Indie developer Skinny Jean Death has been getting some press for Galagan’s Island beyond potential infringement lawsuits. The real press stems from the fact that it was designed by 13-year-old named Jonathan Cunningham with help from his father. Impressive. When I was thirteen I was too busy playing games on my Game Boy Color to even consider designing my own game. Galagan’s Island is an interesting choice of genre for someone so young, and making a reference to one of the most revered arcade titles of all time is an easy way to set the bar for your game high. It’s a tough line to skate but Galagan’s Island isn’t what you’d expect.

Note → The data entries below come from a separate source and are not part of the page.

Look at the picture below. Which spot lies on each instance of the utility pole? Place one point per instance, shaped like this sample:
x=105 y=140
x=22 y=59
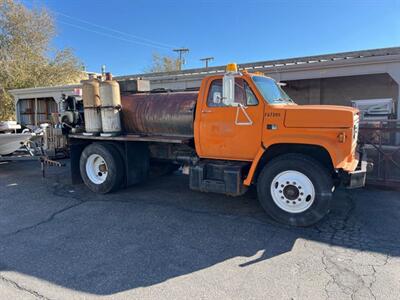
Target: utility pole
x=181 y=52
x=206 y=60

First things first Galagan’s island isn’t a literal recreation of the shoot-em-ups you know. For starters, the button mashing is gone. The firing is done by turning on and off your cannons, all you’re required to do is fly around. If you continue firing for long periods of time, however, your turret will overheat and you’ll have no choice but to fly around with no offense for a few seconds. In the current build the game doesn’t have any lives but a health bar for every time your ship gets hit. The game isn’t as much about high scores and skill as it is blasting your way through huge scale battles and with this you take a serious beating throughout the game. Other shoot-em-ups leave me paranoid and zig-zagging, but on certain occasions Galagan’s Island gave me little choice but to kamikaze into a pile of enemies or in the way of fire just so I could even hit something. It took me a second to adjust to this shift in tone, but I realized the game wasn’t attempting to ape these games so much as homage them in a manner more subtle than you’d expect from something called “GALAGAn’s Island”.

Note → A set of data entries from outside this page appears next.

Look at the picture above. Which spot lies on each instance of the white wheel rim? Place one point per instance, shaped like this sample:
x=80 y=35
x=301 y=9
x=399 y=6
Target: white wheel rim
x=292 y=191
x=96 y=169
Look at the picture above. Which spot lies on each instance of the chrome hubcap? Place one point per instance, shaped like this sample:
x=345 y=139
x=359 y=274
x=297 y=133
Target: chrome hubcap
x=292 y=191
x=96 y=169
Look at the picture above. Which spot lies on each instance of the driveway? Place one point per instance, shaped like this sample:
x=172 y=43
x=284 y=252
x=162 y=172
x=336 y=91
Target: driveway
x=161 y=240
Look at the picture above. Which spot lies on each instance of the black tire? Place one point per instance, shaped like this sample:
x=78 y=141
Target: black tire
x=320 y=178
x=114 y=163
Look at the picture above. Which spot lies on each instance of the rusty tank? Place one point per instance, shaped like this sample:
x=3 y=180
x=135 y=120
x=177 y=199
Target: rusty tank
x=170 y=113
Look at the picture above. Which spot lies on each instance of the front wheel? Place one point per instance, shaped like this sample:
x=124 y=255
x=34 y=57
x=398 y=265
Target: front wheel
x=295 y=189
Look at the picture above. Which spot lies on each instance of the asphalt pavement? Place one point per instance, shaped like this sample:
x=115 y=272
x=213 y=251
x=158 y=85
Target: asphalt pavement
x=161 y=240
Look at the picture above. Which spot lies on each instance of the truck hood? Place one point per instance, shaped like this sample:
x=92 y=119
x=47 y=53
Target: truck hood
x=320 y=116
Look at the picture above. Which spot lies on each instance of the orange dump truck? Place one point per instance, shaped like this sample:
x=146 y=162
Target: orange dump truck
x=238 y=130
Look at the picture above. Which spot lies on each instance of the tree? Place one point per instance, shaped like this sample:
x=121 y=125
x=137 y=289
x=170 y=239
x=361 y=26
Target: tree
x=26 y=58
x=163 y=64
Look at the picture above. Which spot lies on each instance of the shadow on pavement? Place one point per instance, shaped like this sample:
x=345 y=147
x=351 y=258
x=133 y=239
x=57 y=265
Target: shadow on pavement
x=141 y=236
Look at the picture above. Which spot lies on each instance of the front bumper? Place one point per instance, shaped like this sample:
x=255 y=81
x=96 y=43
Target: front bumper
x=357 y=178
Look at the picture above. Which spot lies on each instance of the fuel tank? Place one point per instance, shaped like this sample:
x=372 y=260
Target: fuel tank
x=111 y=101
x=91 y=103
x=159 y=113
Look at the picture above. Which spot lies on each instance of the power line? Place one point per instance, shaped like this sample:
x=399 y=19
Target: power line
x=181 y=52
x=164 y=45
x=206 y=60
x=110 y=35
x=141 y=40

Before you get your joystick in a twist know that the references and nods are still there. The ship you fly looks very similar to the fighters in Galaga and your “ships” can be captured and rewarded. You get different power ups that split your fire beam and give you giant laser attacks via R-Type and Gradius. There’s even a Sinistar to laugh at you when you’ve died. The thing about these points is that they’re not as common as you’d expect so it’s a nice surprise when something pops up. The ship capture is a bit different as well. On one occasion I ended up with ships side by side and another time one was facing down underneath my main fighter. This came especially helpful in levels where enemies fly out from directly below where your ship sits.

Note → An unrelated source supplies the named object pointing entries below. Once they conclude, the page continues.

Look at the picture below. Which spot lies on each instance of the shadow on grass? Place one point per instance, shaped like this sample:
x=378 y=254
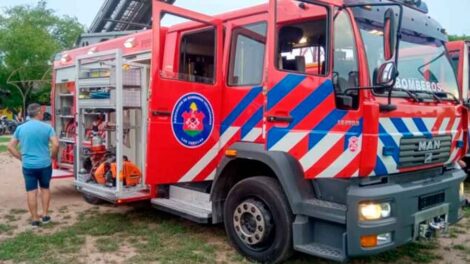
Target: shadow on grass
x=159 y=237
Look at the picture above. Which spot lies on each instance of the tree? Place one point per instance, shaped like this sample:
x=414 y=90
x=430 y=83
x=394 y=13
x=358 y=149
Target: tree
x=30 y=36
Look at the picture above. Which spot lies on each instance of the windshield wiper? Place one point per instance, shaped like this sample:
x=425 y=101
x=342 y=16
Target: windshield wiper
x=434 y=95
x=410 y=93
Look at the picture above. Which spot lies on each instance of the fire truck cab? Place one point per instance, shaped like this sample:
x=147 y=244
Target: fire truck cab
x=459 y=52
x=329 y=127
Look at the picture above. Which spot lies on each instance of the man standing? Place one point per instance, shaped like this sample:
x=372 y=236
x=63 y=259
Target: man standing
x=33 y=138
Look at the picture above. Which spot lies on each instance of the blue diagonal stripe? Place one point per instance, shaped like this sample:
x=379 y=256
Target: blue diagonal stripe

The game seems simple enough, but there are a few hurdles I had to get over to get comfortable with the game. Playing a shoot-em-up really doesn’t feel as good if you don’t get to mash the fire button. Another interesting choice is the way the ship flies. You have the ability to fly anywhere on screen but rather than stay fixed where you fly your ship you get pulled back to the bottom of the screen like there’s a bungee cord attached. Even flying left to right feels a bit weighty and I didn’t love how it all controlled. The graphics are a highlight as well though a bit more cartoony than you may expect. The thing about Galagan’s Island is it has so much going on on-screen at once. There are so many enemies immediately and as you shoot into the hordes of colorful creatures they explode into even more bright and colorful pixels. My biggest irk playing the game occurred during the big fights. When you blow up enemies the whole screen shakes like a chase scene in a found-footage film. It gives the game more pop and I see why it was included, but with so much going on in front of you it becomes so hard to focus on where you are and where you’re going. The music in the game is very good but it sounds a lot like multiple people put together the soundtrack without consulting one another. As you boot the game up the music is pretty much what you’d expect from a retro styled title. In-game music is also on the retro side of things but it changes from level to level and keeps it fresh. I genuinely enjoyed most of this. Once in a while hip-hop beats get thrown in and the end credits give you a full blown rap song lyrics and all. It feels a little out of place but for the most part the game music is really great despite the uneven presentation.
Galagan’s Island may not be perfect but it still manages to be enjoyable. It isn’t a replacement for any of the shoot-em-ups we’ve played in the past, and it was a smart move on the developer’s part to try and do something different rather than copy the formula. The game is constantly being updated, and even over the course of weeks that I played it to review, new things kept popping up. There’s a local co-op mode so you can create even more on screen chaos and fireworks with a buddy. For a few measly bucks if you even have a passing interest in space shooters you’ll definitely get your money’s worth.
Final Verdict: 3.5 / 5
Available on: PC (reviewed) ; Publisher: Forever Humble Productions ; Developer: Skinny Jean Death; Players: 1-2; Released:May 21, 2015 ; MSRP: $4.99
Full disclosure: This review is based on a review copy of Galagan’s Island provided by Skinny Jean Death. The game is still in early access and subject to change.